Shanghai is ranked second for investment potential for the second consecutive year The Chinese city with the second largest gross domestic product continues to grow and attract institutional capital. Office space remains the key focus because of high demand and short supply, with an equal number of respondents choosing 'buy' and 'hold' in the office market. Retail growth is robust because of high domestic consumption, fueled in part by tourism, and over half of the respondents chose 'buy' for the retail sector.
Chongqing, included in "Emerging Trends" for the first time this year, is ranked fourth for investment prospects. One of the fastest-growing cities in China, Chongqing is home to some of China's largest automobile and steel corporations, among other industries.
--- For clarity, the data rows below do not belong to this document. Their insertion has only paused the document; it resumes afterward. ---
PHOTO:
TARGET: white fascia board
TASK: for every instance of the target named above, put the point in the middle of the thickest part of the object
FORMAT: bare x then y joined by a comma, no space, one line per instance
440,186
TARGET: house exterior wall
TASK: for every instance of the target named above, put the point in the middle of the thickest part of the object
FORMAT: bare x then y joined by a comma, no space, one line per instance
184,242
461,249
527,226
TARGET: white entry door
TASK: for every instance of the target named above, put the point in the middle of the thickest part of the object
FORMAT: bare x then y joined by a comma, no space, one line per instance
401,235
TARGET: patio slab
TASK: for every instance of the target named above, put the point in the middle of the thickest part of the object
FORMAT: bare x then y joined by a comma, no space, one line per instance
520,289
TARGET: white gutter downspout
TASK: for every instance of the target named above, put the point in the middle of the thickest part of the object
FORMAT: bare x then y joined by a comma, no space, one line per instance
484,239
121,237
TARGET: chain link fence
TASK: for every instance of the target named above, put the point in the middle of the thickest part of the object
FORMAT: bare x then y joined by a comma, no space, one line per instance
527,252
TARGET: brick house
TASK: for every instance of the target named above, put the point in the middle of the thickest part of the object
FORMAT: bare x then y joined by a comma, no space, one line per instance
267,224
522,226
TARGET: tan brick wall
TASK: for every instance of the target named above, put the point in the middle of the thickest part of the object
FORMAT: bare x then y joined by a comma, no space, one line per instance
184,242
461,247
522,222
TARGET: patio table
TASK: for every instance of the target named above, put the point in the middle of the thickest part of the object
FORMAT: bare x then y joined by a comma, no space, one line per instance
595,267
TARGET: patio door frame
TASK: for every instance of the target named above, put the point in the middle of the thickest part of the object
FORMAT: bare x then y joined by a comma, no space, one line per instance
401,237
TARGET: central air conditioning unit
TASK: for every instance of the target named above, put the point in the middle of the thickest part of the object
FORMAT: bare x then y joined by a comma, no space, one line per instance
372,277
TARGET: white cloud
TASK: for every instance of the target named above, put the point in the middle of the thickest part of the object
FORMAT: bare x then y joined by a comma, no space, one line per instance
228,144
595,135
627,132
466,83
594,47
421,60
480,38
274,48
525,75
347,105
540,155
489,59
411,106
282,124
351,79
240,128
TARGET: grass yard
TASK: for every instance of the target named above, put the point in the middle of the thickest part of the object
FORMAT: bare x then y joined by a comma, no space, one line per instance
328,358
With rising labor costs in the nation's tier-one cities, second-tier cities such as Chongqing are seeing the benefit, boosting retail opportunities. Similar to Shanghai, over half the respondents gave a 'buy' recommendation for retail. Office stock is expected to increase dramatically over the next five years, far beyond the market's absorption capability.
Beijing. Respondents reported being bullish on Beijing, albeit conscious of the ongoing economic slowdown or "soft landing." The commercial leasing market is strong, with a constant supply of new buildings being met with consistent demand and growing rents. The area is cultivating new, large start-ups, which, together with an abundant supply of capital, will support further construction. Recommendations for the office and hotel sectors focus on 'hold', and on both 'buy' and 'hold' for the retail and industrial sectors.
China remains the largest emerging economy although economic performance for 2012 is expected to slow and moderate over the next five years. With three of the five top cities for investment, China will be an important destination for investors, but the biggest question for foreign investors is whether they can get capital into the country given the central government's fear over asset bubbles appearing in the real estate sector, respondents said.
India's economy continues to produce the second-fastest growing gross domestic product in the Asia Pacific region, just behind China, but developers face great difficulty raising capital through the nation's banking system. Within the country, investment prospects are brightest for Bangalore, but respondents noted concern about the economy in general. Rankings plummeted for New Delhi and Mumbai, both affected by inflation concerns.
Japan, which is still recovering from the March, 2011, earthquake and tsunami, shows the slowest growth in the Asia Pacific region. While reconstruction should provide some boost to income and employment, the economy still must deal with stagnant household spending, poor demographics and excess government debt. Tokyo's investment ranking fell five slots this year to 17th. This was the second consecutive year it registered a significant decline.
Across the Asia-Pacific region, the industrial/distribution sector is top-rated, followed closely by residential real estate, both for-sale and rental. Office and retail sectors are in the middle of the range, while the hotel sector is least favored for investment.